ISIS has captured at least 150 Christians from Assyrian Christian villages in Syria. Among the captured are also women and elderly. Dawn raids were held on rural villages. Ancient Christian minorities lived in these villages. ISIS has not confirmed they kidnapped the Christians. However, people have posted pictures online of ISIS fighters in Tel Tamr, a town near the village where the Christians were kidnapped. The men were dressed in camouflage, looking at maps and firing machine guns.
Sunday, the United States led airstrikes while the Syrian Kurdish carried out two offensives with the Iraqi peshmerga. This was the part of Syria where horrors were committed against the Yazidi, another religious minority last summer. Territory controlled by ISIS borders this part of Syria. The offensive Sunday came within five kilometers of Tel Hamis. Tel Hamis is controlled by ISIS. Fourteen ISIS fighters were killed in the offensive. Eight civilians were also killed by the Kurds heavy shelling. Several Arab villages were taken from ISIS control.

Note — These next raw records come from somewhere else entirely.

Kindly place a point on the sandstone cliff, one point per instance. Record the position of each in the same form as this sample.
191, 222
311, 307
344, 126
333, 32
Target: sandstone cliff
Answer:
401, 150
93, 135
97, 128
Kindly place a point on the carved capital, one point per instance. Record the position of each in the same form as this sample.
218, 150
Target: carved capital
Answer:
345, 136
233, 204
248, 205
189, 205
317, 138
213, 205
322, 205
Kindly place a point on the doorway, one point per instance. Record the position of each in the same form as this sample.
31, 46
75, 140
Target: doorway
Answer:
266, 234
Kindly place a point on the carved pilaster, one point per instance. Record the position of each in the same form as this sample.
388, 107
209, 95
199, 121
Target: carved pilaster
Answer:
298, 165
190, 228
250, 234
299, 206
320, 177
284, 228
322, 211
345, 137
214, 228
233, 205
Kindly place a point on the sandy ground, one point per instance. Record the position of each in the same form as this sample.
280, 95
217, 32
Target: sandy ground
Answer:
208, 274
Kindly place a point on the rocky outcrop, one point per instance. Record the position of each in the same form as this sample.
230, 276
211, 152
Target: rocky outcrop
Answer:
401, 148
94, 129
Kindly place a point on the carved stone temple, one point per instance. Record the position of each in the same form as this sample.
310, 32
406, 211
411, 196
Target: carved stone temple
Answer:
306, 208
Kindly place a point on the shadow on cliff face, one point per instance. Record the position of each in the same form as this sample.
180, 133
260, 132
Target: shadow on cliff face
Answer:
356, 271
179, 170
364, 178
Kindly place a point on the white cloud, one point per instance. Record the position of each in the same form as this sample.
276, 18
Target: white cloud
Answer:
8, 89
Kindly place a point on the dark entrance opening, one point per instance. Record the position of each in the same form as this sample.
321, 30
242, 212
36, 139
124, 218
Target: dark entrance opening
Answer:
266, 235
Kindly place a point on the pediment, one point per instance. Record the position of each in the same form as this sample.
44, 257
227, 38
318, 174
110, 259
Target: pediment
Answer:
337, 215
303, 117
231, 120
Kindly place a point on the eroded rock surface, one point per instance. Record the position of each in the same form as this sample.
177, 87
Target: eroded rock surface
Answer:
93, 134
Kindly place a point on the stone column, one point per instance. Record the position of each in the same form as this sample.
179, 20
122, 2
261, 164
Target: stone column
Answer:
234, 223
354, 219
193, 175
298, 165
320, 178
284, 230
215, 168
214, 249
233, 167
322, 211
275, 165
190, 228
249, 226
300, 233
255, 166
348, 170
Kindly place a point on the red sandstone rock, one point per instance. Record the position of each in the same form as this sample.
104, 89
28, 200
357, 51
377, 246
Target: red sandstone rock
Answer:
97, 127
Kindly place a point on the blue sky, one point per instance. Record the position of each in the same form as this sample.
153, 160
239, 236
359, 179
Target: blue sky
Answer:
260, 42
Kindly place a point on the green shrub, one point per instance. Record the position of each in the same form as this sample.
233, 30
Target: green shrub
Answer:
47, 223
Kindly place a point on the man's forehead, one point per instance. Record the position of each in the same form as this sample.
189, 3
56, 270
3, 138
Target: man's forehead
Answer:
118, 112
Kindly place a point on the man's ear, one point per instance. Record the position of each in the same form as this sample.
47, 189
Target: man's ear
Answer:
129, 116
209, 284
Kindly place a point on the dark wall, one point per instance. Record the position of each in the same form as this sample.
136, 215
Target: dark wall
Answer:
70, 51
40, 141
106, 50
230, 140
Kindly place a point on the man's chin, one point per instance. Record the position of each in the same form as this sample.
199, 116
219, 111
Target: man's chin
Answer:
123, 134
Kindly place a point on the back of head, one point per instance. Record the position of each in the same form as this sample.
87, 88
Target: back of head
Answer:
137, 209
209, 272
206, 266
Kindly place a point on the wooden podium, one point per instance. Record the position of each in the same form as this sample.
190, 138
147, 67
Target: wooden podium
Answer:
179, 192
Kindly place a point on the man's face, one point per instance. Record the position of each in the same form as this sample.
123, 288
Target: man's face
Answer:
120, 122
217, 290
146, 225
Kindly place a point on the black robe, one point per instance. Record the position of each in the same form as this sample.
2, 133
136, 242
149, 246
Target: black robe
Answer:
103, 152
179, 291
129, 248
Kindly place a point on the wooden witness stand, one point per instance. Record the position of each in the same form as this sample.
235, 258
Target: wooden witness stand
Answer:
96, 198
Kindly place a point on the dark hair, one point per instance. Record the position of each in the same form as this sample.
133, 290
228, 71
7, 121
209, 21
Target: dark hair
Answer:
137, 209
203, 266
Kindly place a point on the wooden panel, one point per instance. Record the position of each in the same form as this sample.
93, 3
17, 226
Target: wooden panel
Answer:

Beirut is reporting that 70 Assyrian Christians were kidnapped. ISIS took the women and children too. This is one of the largest religious minority kidnappings of the militant group thus far. According to the Washington Post, ISIS said it held “tens of crusaders,” ISIS’ term for Christians.
ISIS has targeted religious minorities before. Last year they captured and killed Yazidis in large numbers. The Christian captives could be used to gain a piece of land that is strategic to linking its territory in Syria and Iraq. However, ISIS is also quick to enact revenge on the people they capture. Earlier this month 20 Egyptian Coptic Christians were beheaded by the militant group.
That area of Syria is a primary battlefield. That region has seen repeated airstrikes from the U.S. led coalition. However, ISIS is able to carry out these kidnappings during raids. ISIS has some sort of advantage or cut paths. Monday, when ISIS attacked the Christian Assyrian villages by the Khabour River, they tore through the villages abducting or killing its residents. Those that were kidnapped are in unknown danger and many more are homeless. ISIS is eliminating Christians one village at a time.
ISIS has gained more territory and is continuing the religious cleansing of the area. New Defense Secretary Ashton Carter’s positive comments about counter-terrorism strategy and the Counter Violent Extremism conference falls to disbelief in the Middle East. ISIS is still winning on all sides. They have a religious agenda to make the territory “pure” or cleansed for Islam. This fact seems to be missed by those in charge of creating strategies or non-Islamic religious groups would be protected.
Archimandrite Emanuel Youkhana of the Assyrian Church in the East reported that 3,000 villagers escaped to Hassakah or Qamishly and were being protected by churches. Captives included 26 families in Tel Gouran, 50 families in Tel Shamiran, 28 families in Tel Jezira, 14 young people; 12 were males and 2 were females that were defending Tel Hormiz. A 17-year-old-man was martyred. Each family averages five people, totaling to over 120 Christians captured.
Captives have been separated into men, women and children. The same was done when they attacked the Yizidi village on Sinjar Mountain. It is unknown what ISIS will do to the Syrian Christians but they could face murder, slavery, traded as a hostage or raped….or worse. Churches in the captured villages were set on fire.
Archbishop, Jacques Behnan Hindo says the Christians feel “abandoned.” Yesterday American fighter planes flew over the area multiple times, but did nothing. One hundred Assyrian families have run to Hassakah but no one has offered them any help; not the Red Crescent or the Syrian aid workers. There is no United Nations High Commission for Refugees anywhere.
However, the U.S. military reports there were coalition airstrikes Monday near Hassakah. Ten airstrikes hit two jihadists vehicles in a convoy of 40 jeeps on the way to Khabour near the Iraqi border. If President Obama, the UN and all other military leaders could understand the religious agenda of ISIS, they would understand that primary targets are non-Islamic religious groups.